Troubleshooting#

This guide provides steps to diagnose and resolve common issues with the AMD GPU Operator.

Checking Operator Status#

To check the status of the AMD GPU Operator:

kubectl get pods -n kube-amd-gpu

Collecting Logs#

To collect logs from the AMD GPU Operator:

kubectl logs -n kube-amd-gpu <pod-name>

Potential Issues with DeviceConfig#

  • Please refer to Typical Deployment Scenarios for more information and get corresponding helm install commands and configs that fits your specific use case.

  • If operand pods (e.g. device plugin, metrics exporter) are stuck in Init:0/1 state, it means your GPU worker doesn’t have GPU driver loaded or driver was not loaded properly.

    • If you try to use inbox or pre-installed driver please check the node dmesg to see why the driver was not loaded properly.

    • If you want to deploy out-of-tree driver, we suggest check the Driver Installation Guide then modify the default DeviceConfig to ask Operator to install the out-of-tree GPU driver for your worker nodes.

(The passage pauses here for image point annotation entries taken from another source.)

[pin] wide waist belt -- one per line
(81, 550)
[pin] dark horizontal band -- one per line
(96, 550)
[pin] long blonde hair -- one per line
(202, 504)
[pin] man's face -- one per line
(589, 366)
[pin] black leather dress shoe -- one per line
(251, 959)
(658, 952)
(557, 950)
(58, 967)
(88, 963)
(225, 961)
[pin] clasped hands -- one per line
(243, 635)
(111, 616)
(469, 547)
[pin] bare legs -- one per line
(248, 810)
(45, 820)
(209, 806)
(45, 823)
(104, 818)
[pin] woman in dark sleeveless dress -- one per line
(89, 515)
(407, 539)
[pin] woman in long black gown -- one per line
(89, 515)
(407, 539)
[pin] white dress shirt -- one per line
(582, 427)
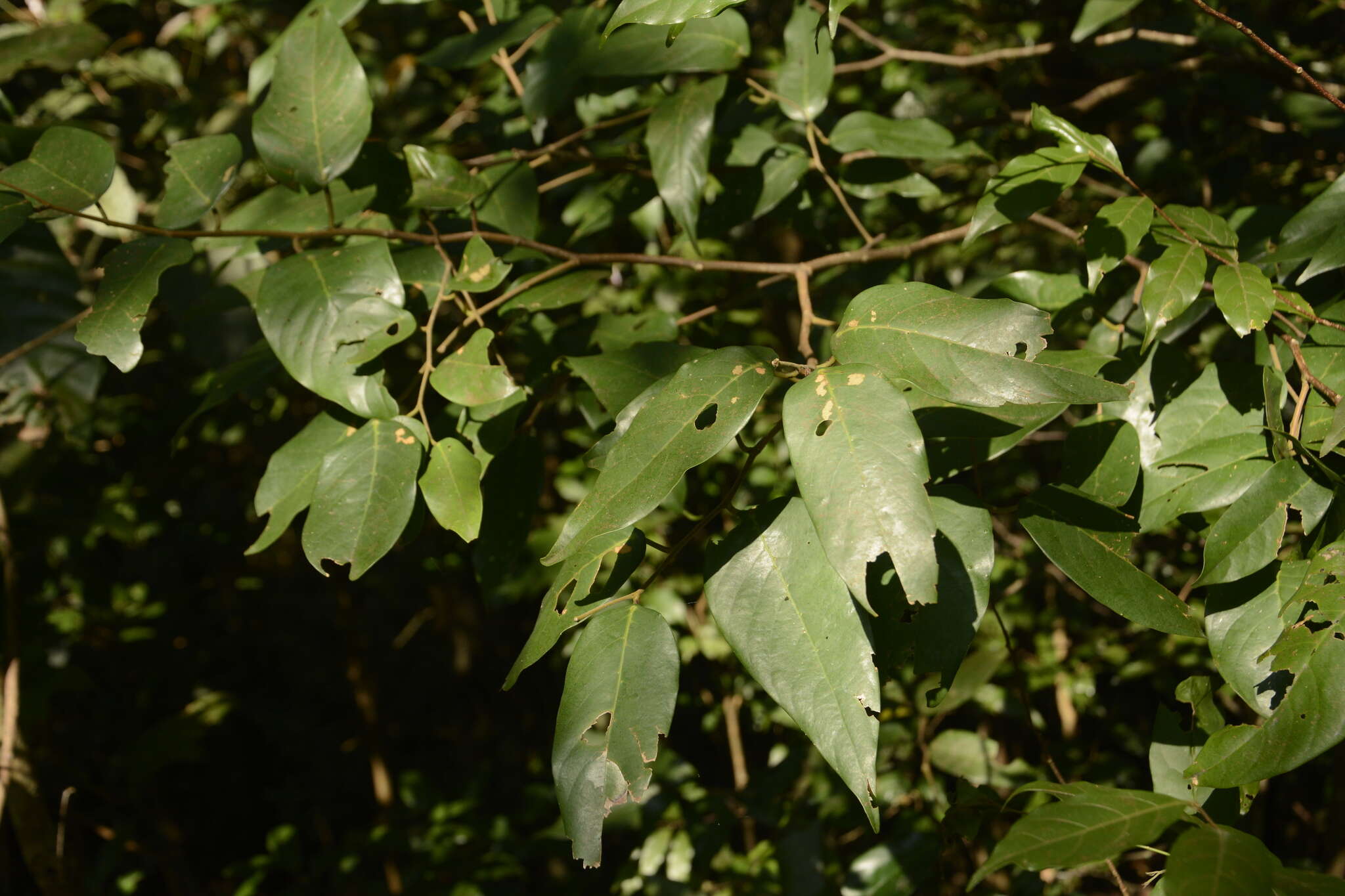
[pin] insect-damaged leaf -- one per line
(961, 350)
(690, 421)
(363, 496)
(129, 284)
(861, 467)
(790, 620)
(618, 702)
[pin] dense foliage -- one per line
(880, 448)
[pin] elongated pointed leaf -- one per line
(1087, 828)
(690, 421)
(618, 702)
(793, 624)
(961, 350)
(363, 496)
(324, 312)
(860, 461)
(129, 285)
(198, 174)
(680, 147)
(1088, 542)
(318, 112)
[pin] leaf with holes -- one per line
(793, 624)
(860, 463)
(621, 688)
(961, 350)
(690, 421)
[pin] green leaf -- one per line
(129, 285)
(1099, 12)
(1219, 861)
(287, 486)
(318, 112)
(452, 488)
(1114, 233)
(1088, 542)
(323, 312)
(621, 688)
(439, 181)
(678, 139)
(467, 375)
(808, 66)
(1024, 186)
(572, 597)
(69, 167)
(695, 417)
(1245, 295)
(1248, 535)
(793, 624)
(363, 496)
(663, 12)
(961, 350)
(860, 463)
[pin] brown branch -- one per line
(1275, 54)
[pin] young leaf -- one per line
(318, 112)
(678, 139)
(690, 421)
(1088, 542)
(129, 284)
(452, 488)
(858, 457)
(961, 350)
(621, 688)
(808, 66)
(793, 624)
(1082, 829)
(198, 174)
(363, 496)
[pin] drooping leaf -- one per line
(705, 405)
(678, 139)
(858, 457)
(1088, 542)
(961, 350)
(618, 702)
(363, 496)
(129, 285)
(318, 112)
(793, 624)
(452, 488)
(323, 312)
(1082, 829)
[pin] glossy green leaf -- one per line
(1219, 861)
(678, 139)
(1114, 233)
(452, 488)
(318, 113)
(363, 496)
(1245, 295)
(793, 624)
(467, 375)
(328, 310)
(808, 66)
(129, 285)
(860, 463)
(695, 417)
(573, 598)
(961, 350)
(287, 486)
(1087, 828)
(1088, 542)
(1025, 186)
(618, 702)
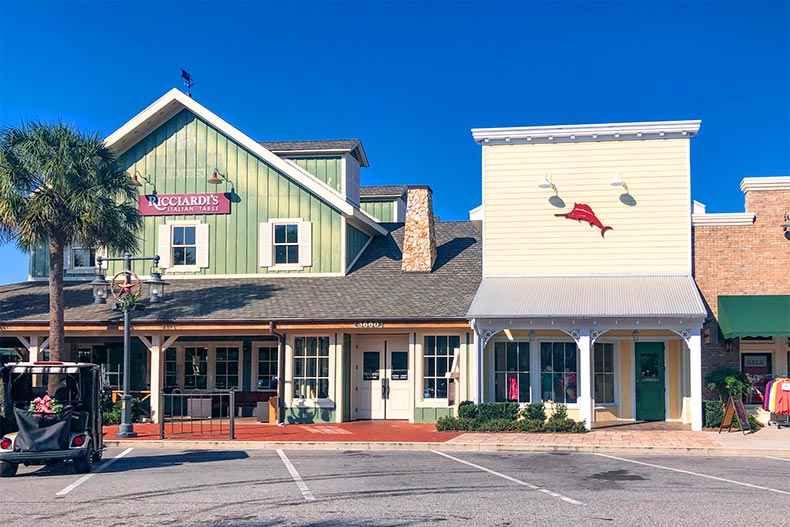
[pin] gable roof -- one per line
(383, 191)
(375, 289)
(174, 101)
(319, 147)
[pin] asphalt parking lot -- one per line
(377, 488)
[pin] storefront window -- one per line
(196, 368)
(511, 372)
(311, 367)
(438, 355)
(759, 369)
(184, 245)
(171, 367)
(603, 362)
(558, 371)
(267, 368)
(226, 368)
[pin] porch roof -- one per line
(587, 297)
(375, 289)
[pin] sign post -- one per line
(734, 408)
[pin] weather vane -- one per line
(188, 81)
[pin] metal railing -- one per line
(197, 414)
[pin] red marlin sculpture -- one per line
(584, 212)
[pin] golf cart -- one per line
(39, 428)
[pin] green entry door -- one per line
(650, 381)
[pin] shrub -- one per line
(489, 411)
(529, 425)
(496, 425)
(560, 412)
(729, 382)
(713, 413)
(111, 413)
(467, 409)
(535, 411)
(454, 424)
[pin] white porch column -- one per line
(480, 375)
(695, 374)
(157, 348)
(585, 376)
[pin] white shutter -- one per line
(163, 246)
(306, 244)
(265, 246)
(201, 240)
(67, 258)
(102, 251)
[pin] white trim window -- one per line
(511, 372)
(604, 371)
(80, 259)
(438, 354)
(183, 245)
(311, 368)
(195, 368)
(286, 244)
(266, 372)
(559, 372)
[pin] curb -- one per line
(447, 447)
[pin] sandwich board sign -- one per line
(735, 409)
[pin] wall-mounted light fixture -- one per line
(617, 181)
(218, 177)
(546, 183)
(137, 183)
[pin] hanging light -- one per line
(156, 287)
(99, 285)
(617, 181)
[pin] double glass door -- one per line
(382, 375)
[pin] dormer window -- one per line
(286, 244)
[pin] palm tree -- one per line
(59, 186)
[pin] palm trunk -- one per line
(57, 337)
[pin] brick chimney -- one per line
(419, 239)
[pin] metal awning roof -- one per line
(587, 296)
(754, 316)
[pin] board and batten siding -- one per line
(179, 157)
(326, 169)
(355, 243)
(384, 211)
(524, 237)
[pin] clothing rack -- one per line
(777, 401)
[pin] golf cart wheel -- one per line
(7, 470)
(82, 465)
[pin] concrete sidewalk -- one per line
(399, 435)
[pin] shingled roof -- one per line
(376, 288)
(318, 146)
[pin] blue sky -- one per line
(410, 79)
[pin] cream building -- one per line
(587, 295)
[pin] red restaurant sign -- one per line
(177, 204)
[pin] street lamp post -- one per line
(127, 301)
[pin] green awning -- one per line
(754, 316)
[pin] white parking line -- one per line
(86, 477)
(296, 477)
(769, 489)
(514, 480)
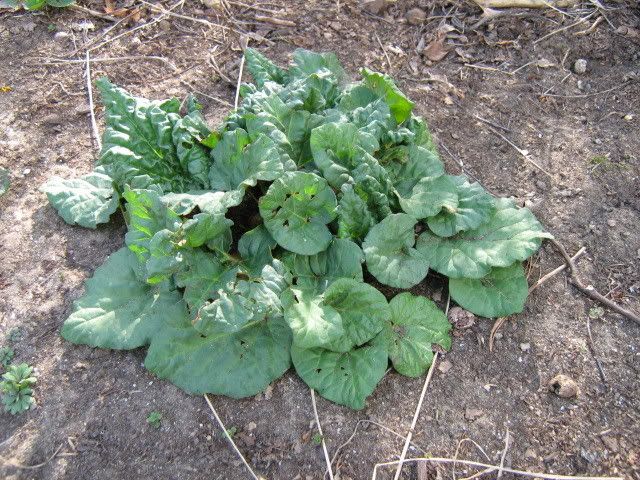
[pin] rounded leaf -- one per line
(389, 252)
(500, 293)
(296, 210)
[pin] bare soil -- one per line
(581, 128)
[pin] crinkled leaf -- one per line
(416, 324)
(262, 69)
(296, 210)
(354, 218)
(238, 161)
(138, 139)
(337, 148)
(207, 202)
(475, 206)
(384, 87)
(344, 378)
(511, 234)
(429, 196)
(343, 259)
(85, 201)
(502, 292)
(312, 322)
(239, 364)
(118, 311)
(203, 277)
(389, 252)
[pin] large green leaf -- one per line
(475, 206)
(85, 201)
(296, 210)
(364, 311)
(429, 196)
(118, 311)
(238, 364)
(416, 324)
(343, 259)
(511, 234)
(344, 378)
(384, 87)
(502, 292)
(389, 252)
(138, 139)
(238, 161)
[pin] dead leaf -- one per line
(544, 63)
(436, 50)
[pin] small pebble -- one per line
(580, 66)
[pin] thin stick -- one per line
(237, 99)
(324, 444)
(384, 51)
(61, 61)
(567, 27)
(94, 124)
(419, 407)
(589, 290)
(221, 425)
(504, 454)
(524, 153)
(469, 463)
(555, 271)
(593, 352)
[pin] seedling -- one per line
(17, 394)
(246, 244)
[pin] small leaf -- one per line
(390, 255)
(344, 378)
(502, 292)
(511, 234)
(416, 324)
(384, 87)
(296, 210)
(475, 207)
(343, 259)
(85, 201)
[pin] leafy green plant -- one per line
(35, 4)
(245, 245)
(6, 355)
(154, 419)
(17, 394)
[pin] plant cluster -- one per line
(17, 394)
(245, 245)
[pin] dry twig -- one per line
(324, 444)
(546, 476)
(226, 433)
(555, 271)
(589, 290)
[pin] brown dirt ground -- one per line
(93, 403)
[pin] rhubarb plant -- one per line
(247, 244)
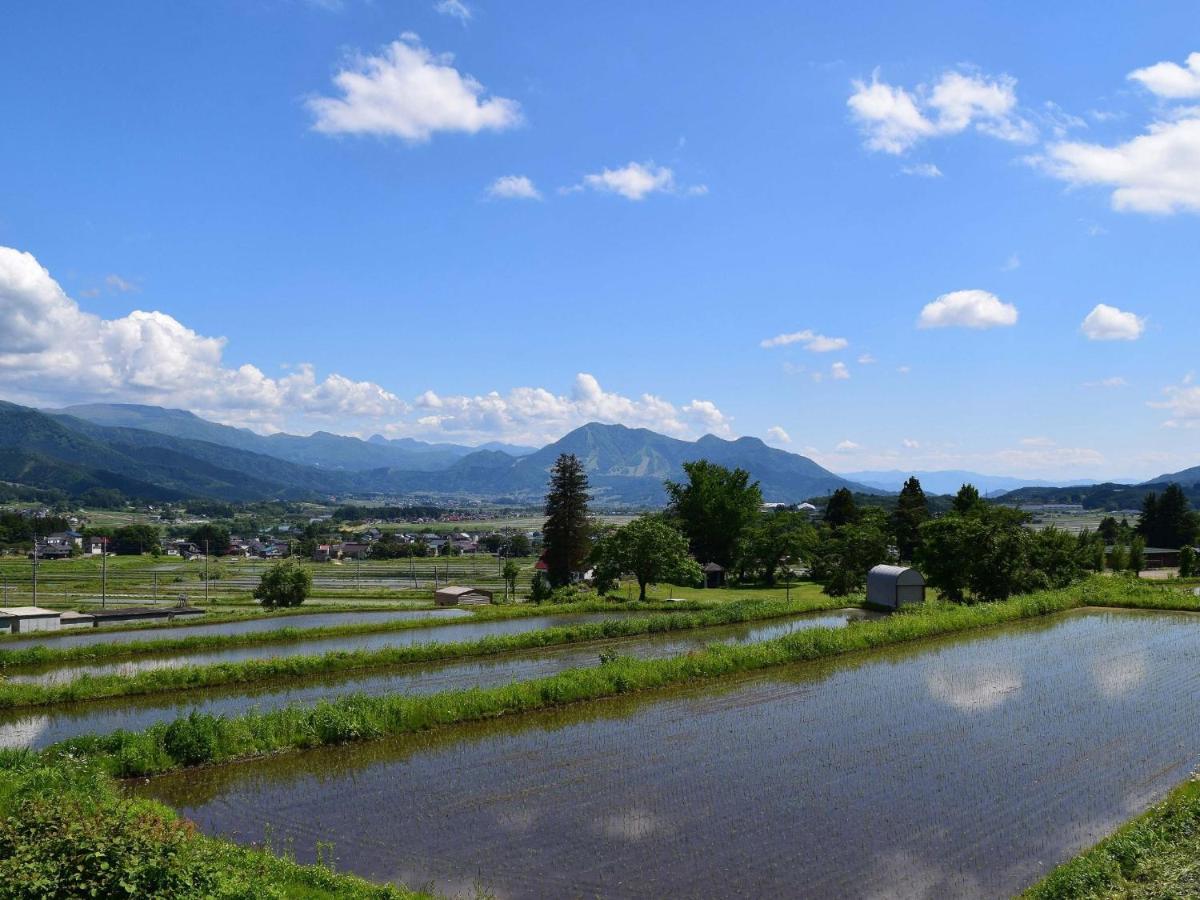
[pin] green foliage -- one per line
(286, 583)
(649, 550)
(341, 720)
(967, 501)
(565, 533)
(192, 739)
(911, 513)
(1137, 559)
(777, 539)
(539, 588)
(840, 510)
(510, 573)
(714, 508)
(1167, 521)
(1187, 562)
(845, 555)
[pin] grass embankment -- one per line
(199, 739)
(67, 832)
(1153, 856)
(51, 655)
(11, 643)
(90, 688)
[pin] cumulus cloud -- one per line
(775, 433)
(53, 351)
(967, 309)
(1157, 172)
(1108, 323)
(923, 169)
(535, 414)
(454, 9)
(893, 119)
(1170, 79)
(635, 181)
(409, 93)
(514, 187)
(811, 341)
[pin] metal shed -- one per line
(894, 586)
(454, 595)
(23, 619)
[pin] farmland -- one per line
(351, 702)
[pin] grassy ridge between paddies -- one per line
(1153, 856)
(262, 671)
(201, 739)
(49, 655)
(11, 643)
(66, 831)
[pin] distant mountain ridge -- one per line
(169, 454)
(951, 480)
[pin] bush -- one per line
(286, 583)
(66, 847)
(193, 739)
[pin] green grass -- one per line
(1155, 856)
(207, 739)
(67, 831)
(90, 688)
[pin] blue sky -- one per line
(971, 227)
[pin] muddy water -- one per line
(241, 627)
(450, 633)
(960, 767)
(43, 726)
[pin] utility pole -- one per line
(35, 568)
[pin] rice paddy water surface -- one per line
(42, 726)
(966, 766)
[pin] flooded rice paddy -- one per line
(965, 766)
(450, 633)
(42, 726)
(241, 627)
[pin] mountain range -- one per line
(159, 454)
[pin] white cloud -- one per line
(811, 341)
(1108, 323)
(894, 119)
(535, 414)
(517, 187)
(922, 169)
(1170, 79)
(123, 285)
(409, 93)
(635, 181)
(53, 351)
(455, 9)
(1157, 172)
(967, 309)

kubectl edit deviceconfigs -n kube-amd-gpu default
  • Verify that the DeviceConfig has been applied successfully across all nodes by checking its status. Any configuration issues (such as field validation errors) will be reported in the status section with the OperatorReady condition set to False. Use the following command to view the status:

kubectl get deviceconfigs -n kube-amd-gpu default -o yaml
status:
  conditions:
  - lastTransitionTime: "2026-03-10T09:56:53Z"
    message: ""
    reason: OperatorReady
    status: "True"
    type: Ready
  devicePlugin:
    availableNumber: 1
    desiredNumber: 1
    nodesMatchingSelectorNumber: 1
  metricsExporter:
    availableNumber: 1
    desiredNumber: 1
    nodesMatchingSelectorNumber: 1
  observedGeneration: 1

Debugging Driver Installation#

If the AMD GPU driver build fails:

  • Check the status of the build pod:

kubectl get pods -n kube-amd-gpu
  • View the build pod logs:

kubectl logs -n kube-amd-gpu <build-pod-name>
  • Check events for more information:

kubectl get events -n kube-amd-gpu

Using Techsupport-dump Tool#

The techsupport-dump script can be used to collect system state and logs for debugging:

./tools/techsupport_dump.sh [-w] [-o yaml/json] [-k kubeconfig] <node-name/all>

Options:

  • -w: wide option

  • -o yaml/json: output format (default: json)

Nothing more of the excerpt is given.